O potencjalnej wymianie doniósł na twitterze Marc Stein z ESPN. Cavs oferują Rakietom pick nr 19, z kolei Bulls nr 20. W Houston mogą się zdecydować na oddanie Thomasa Robinsona i przehandlowanie jego 3,5 mln umowy, żeby móc zaoferować maksymalny kontrakt Dwightowi Howardowi.
Dodatkowo gdyby doszło do wymiany, to GM Daryl Morey byłby zainteresowany wyborem Rosjanina Sergey’a Karaseva lub Niemca Dennisa Schroedera i pozostawienia ich na kolejny rok w Europie, by nie zapychać sobie budżetu przed zbliżającym się off season.
Przenosiny do Cavs lub Bulls byłyby już trzecim klubem w rocznej karierze Robinsona. Skrzydłowy został wybrany w ubiegłym roku z nr 5 w drafcie przez Sacramento Kings, a w lutym na dzień przed treadline został oddany do Houston Rockets. W sezonie 2012/13 zdobywał średnio 4,8 punktów i 4,5 zbiórek w 15,1 minut jakie spędzał na parkiecie.
Wymiana może wyjść Robinsonowi tylko na dobre. W obu dotychczasowych klubach nie miał zbyt dużo szans na grę, ale talentu nie można mu odmówić. W odpowiednim zespole, z odpowiednim trenerem i minutami gry może być bardzo przydatnym zawodnikiem, dlatego 19 pick Cavs lub 20 Bulls nie jest wcale wygórowaną ceną za zawodnika wybranego z nr 5 podczas ubiegłorocznego naboru do ligi.

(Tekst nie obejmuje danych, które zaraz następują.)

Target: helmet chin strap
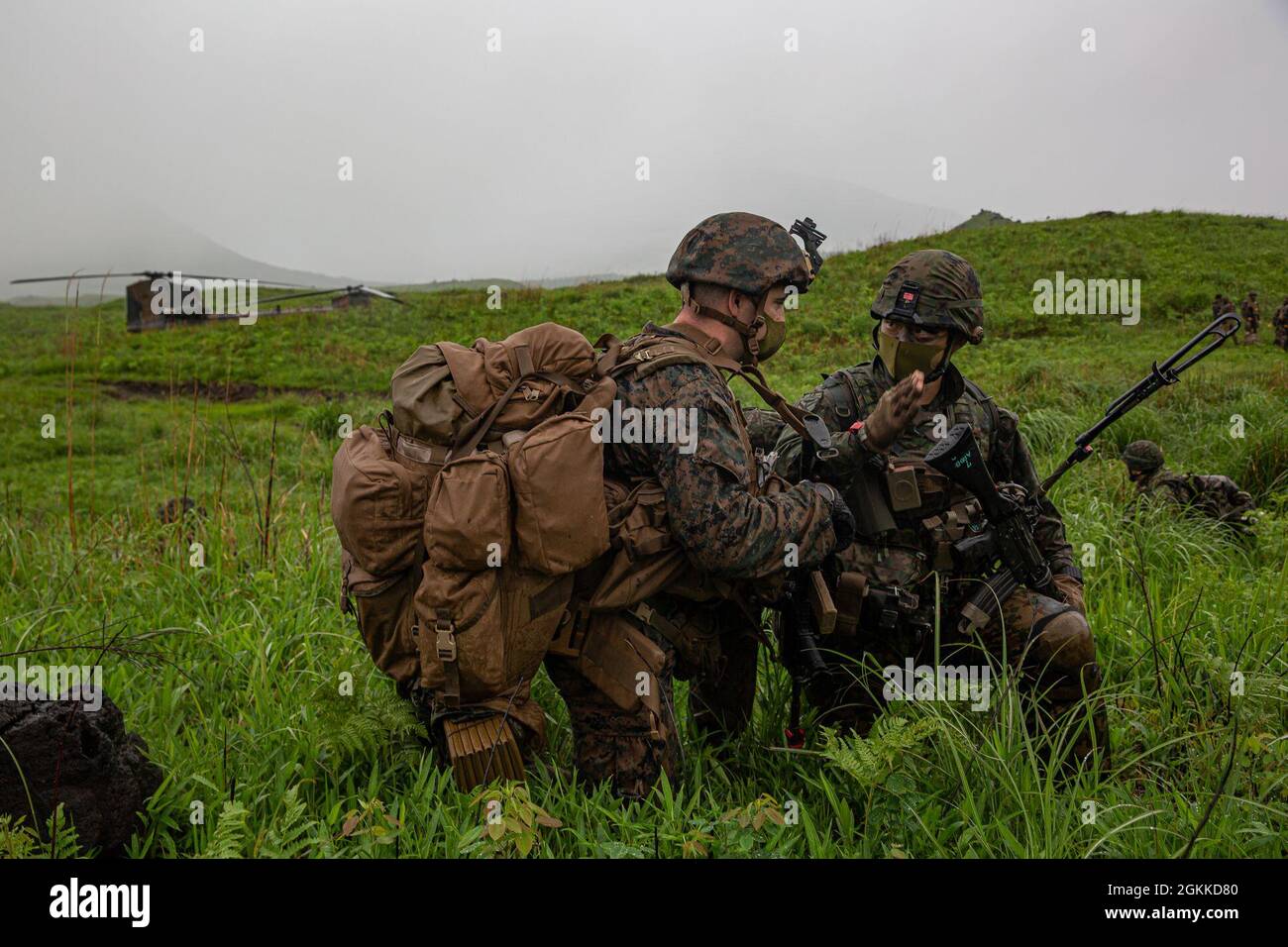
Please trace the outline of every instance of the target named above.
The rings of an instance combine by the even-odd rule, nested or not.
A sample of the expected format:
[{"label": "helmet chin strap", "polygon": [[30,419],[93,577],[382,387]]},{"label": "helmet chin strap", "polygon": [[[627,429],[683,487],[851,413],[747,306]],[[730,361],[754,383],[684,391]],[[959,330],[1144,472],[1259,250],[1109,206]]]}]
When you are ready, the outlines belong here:
[{"label": "helmet chin strap", "polygon": [[[880,345],[877,345],[877,332],[880,331],[881,331],[881,323],[878,322],[872,327],[872,348],[877,349],[878,353],[880,353]],[[952,357],[953,357],[953,334],[952,331],[949,331],[948,341],[944,344],[944,357],[940,359],[939,365],[936,365],[934,368],[926,372],[926,375],[922,379],[925,384],[929,385],[933,381],[938,381],[939,379],[942,379],[944,374],[948,371],[948,366],[952,362]],[[886,371],[889,371],[890,375],[893,376],[894,366],[886,365]]]},{"label": "helmet chin strap", "polygon": [[[744,294],[746,295],[746,294]],[[721,312],[714,307],[703,307],[698,300],[693,298],[693,292],[689,289],[689,283],[680,286],[680,303],[693,309],[694,316],[706,316],[708,320],[715,320],[723,325],[729,326],[733,331],[742,336],[743,347],[747,349],[750,356],[750,363],[755,365],[760,358],[760,343],[756,339],[760,335],[760,327],[765,325],[765,313],[761,312],[761,307],[765,304],[765,299],[769,298],[769,291],[766,290],[756,300],[756,318],[751,321],[748,326],[746,322],[739,320],[737,316],[730,316],[726,312]]]}]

Niezły grajek ale jakoś nie może się odnaleźć w dorosłej koszykówce. Oby nie był zmarnowanym talentem.
Miał pecha trafiając do Sacramento, gdzie z takim talentem jaki mają cały czas okupują dolną połowę tabeli- w Houston miałby szansę, gdyby nie to, że trafił tam w połowie sezonu, a i na jego miejsce mają kilku młodych graczy. Moim zdaniem oba kluby są dla niego dobrym miejscem, choć osobiście skłaniałbym się ku Cavs- chyba że Chicago wymienią Boozera. Oby taki talent się nie zmarnował.
Moim zdaniem taki pick to raczej zaniżona cena jego wartości, Robinson ma znacznie więcej talentu niż ktokolwiek, kogo Rakiety będą mogły wybrać koło 20 picku, a po debiutanckim sezonie ciężko ocenić jego przydatność, tym bardziej, że ma wybuchowy charakter. Nie sądzę, żeby po rozczarowującym sezonie chciało mu się jeszcze wojować z trenerami. Myślę, że jeśli będzie miał spokój i stałe miejsce w rotacji to rozwinie skrzydła, a w Cavs dostanie oba. Mike Brown w przeszłości bardzo dobrze radził sobie z J.J Hicksonem, czy Delonte Westem. Zainteresowanie Bulls jest ciekawe, trochę dużo zarabia jak na ich możliwości, czyżby szykowała się amnestia dla Boozera? a może spektakularny transfer z udziałem Denga i Gibsona, którzy w parze byliby bardzo łakomym kąskiem dla Wolves.